No están fijadas en ese derecho que la hace salir a la calle a trabajar y dejar sus hijos al cuidado de otras y ahora incluso de otros.
Aun antes de esto, las damas de alto linaje pagaban por los oficios de la casa y esta práctica ha extendido sus ramas al punto de que ahora en cualquier familia modesta hay una trabajadora.
En el ajetreo de la vida moderna, padres y madres agotan largas jornadas fuera del hogar y una tercera persona, tantas veces ajena a la familia, atiende la casa y a los hijos.
Así, estos seres humanos pasan más tiempo con los vástagos de otros que sus propios progenitores.
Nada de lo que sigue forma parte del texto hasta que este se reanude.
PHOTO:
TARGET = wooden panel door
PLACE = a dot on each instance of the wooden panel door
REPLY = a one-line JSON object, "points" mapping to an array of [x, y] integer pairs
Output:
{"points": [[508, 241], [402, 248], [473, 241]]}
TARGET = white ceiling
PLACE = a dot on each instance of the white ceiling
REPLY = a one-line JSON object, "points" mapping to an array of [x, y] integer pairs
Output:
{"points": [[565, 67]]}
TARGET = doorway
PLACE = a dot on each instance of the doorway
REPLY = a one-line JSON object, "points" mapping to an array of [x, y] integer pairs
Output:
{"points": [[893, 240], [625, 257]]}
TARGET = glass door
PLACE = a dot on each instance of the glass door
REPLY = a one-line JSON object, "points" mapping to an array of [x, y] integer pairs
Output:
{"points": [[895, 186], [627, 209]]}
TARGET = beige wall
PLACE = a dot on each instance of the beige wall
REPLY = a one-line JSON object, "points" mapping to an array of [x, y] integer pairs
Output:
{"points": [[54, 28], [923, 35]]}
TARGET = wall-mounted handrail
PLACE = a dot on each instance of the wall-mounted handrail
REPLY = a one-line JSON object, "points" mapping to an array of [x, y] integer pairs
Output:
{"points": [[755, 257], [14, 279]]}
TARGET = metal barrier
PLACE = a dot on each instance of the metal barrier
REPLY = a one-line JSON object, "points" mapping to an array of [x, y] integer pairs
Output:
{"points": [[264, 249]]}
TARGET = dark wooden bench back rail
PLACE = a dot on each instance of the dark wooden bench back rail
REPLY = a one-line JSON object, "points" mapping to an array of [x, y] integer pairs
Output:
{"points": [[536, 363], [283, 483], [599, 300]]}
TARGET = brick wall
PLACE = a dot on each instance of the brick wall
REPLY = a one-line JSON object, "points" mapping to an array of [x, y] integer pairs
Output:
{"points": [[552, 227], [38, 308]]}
En infinidad de ocasiones son sus consejeros, sus asesores en la materia más importante, la vida y en múltiples casos dejan a los suyos solos en barriadas empobrecidas.
Muertas del cansancio, las sirvientas llegan a la paupérrima morada y ven a sus pequeños crecer de lejos, sin tiempo para escucharles, para prevenirles sobre los peligros que el mundo guarda. Sin tiempo para estar.
Por un mísero salario tienen encima la responsabilidad de una vivienda con todo lo que hay dentro. Aparte de la fatalidad de estar separadas de su familia, en casos hasta por meses, sufren vejaciones, acusaciones y hasta violaciones sexuales.
El griterío armado por la propuesta de que este personal fuera incluido en la seguridad social es una prueba de que más que trabajadoras y trabajadores queremos esclavos asalariados.
Uno de los argumentos es que las personas que pagan este servicio, tampoco ganan mucho, y necesitan trabajar.
¡Vaya usted a ver!
En otros países y en esa lista caben muchos de Latinoamérica, tener una sirvienta, un sirviente es casi un lujo y por eso cada ama, amo de casa, asume sus responsabilidades, planifica y afronta.
Aquí no, aquí pareciera en ciertas situaciones que los queremos para pagarles lo que nos viene en gana y hasta para darnos el placer enfermizo de humillarlos.